Someone was tugging at Frances's sleeve. ' Mrs Lennox? You' re Mrs Lennox?' An urgent young woman with red hair as rough as a rag doll's and an air of general disorientation: ‘I need your help. '

Frances stopped, Sylvia just behind her. ‘What is it?' Frances shouted.

‘You were so wonderful with my sister. She owes you her life. Please I must come and see you. ' She was shouting too.

Light did dawn, but slowly. ‘I see. But I think you must be wanting the other Mrs Lennox, Phyllida. '

Wild suspicion, frustration, then dismay contorted those features. ‘You won't? You can't? You aren't...’

‘You have the wrong Mrs Lennox. ‘And Frances walked on, with Sylvia holding to her arm. That Phyllida was to be seen in this light – it needed time to take in. 'That was Phyllida she was talking about, ' Frances said. ‘I know,’ said Sylvia.

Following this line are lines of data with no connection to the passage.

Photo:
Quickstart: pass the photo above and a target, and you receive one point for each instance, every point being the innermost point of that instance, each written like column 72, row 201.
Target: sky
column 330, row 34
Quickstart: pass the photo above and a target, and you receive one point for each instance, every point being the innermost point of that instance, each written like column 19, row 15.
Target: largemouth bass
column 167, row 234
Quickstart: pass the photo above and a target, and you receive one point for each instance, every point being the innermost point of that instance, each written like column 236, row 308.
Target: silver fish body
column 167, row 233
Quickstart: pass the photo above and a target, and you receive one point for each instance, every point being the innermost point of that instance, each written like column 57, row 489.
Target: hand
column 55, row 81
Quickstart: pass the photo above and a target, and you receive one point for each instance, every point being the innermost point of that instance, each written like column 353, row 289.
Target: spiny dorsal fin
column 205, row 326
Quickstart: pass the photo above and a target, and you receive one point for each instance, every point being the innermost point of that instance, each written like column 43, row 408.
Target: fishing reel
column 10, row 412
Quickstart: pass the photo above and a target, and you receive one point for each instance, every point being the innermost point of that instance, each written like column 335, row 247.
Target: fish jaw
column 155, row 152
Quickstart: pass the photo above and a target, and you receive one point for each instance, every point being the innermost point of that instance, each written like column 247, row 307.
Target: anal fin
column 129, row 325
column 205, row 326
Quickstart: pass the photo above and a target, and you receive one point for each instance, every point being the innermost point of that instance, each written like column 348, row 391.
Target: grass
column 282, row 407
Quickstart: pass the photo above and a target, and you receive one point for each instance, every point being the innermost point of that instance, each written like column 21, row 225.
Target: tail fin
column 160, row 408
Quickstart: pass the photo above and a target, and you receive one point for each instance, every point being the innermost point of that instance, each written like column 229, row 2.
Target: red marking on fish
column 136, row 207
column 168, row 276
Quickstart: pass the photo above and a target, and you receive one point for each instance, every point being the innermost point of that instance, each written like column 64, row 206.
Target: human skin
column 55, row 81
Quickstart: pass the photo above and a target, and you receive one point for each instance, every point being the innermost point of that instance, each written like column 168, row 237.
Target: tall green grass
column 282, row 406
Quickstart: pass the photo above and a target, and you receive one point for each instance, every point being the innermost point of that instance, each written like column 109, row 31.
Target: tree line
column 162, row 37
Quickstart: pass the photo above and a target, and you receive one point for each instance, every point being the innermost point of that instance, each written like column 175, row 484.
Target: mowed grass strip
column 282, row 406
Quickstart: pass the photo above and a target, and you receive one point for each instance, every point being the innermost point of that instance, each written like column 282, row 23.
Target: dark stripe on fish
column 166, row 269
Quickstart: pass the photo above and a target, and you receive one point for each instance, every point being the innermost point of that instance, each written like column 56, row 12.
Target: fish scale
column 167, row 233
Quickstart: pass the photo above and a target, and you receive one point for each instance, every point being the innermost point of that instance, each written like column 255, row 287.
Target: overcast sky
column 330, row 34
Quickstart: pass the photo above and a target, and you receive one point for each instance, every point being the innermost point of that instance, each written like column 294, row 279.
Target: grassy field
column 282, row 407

At the door into the hall it could be seen it was crammed and there was no chance of getting in but Rose was a steward and so was Jill, both with rosettes the size of plates, in Zimlian colours. Rose cried out with enthusiasm on seeing Frances, and shouted into her inclined ear, 'It's like old family night, everyone's here.’But now she saw Sylvia and her face twisted into indignation. 'I don't see why you think you're going to get a place. I've never seen you at any of our demos.'

‘You haven't seen me either,’ said Frances. ‘But I hope that doesn't mean I'm a black sheep too. '

'Black sheep,' sneered Rose. 'Wouldn't you know it.'

But she stood aside for Frances, and then, of necessity, Sylvia, but said, ' Frances, I must speak to Franklin. '

' Hadn't you better apply to Johnny? Franklin stays with him when he's in London. '

'Johnny doesn't seem to remember me – but I was part of the family, wasn'tI – for ages?'

A roar went up. The speakers were pushing on to the platform, about twenty of them, Johnny among them, with Franklin, and other black men. Franklin saw Frances, who had pushed her way up to the front, and leaped down off the platform, laughing, almost crying, rubbing his hands: he was dissolving in joy. He embraced Frances and then looked around and said, ‘Where's Sylvia?'

Franklin was staring at a thin young woman, with straight fair hair tied back off a pale face, in a high-necked black sweater. His gaze left her, wandered off, came back, in doubt.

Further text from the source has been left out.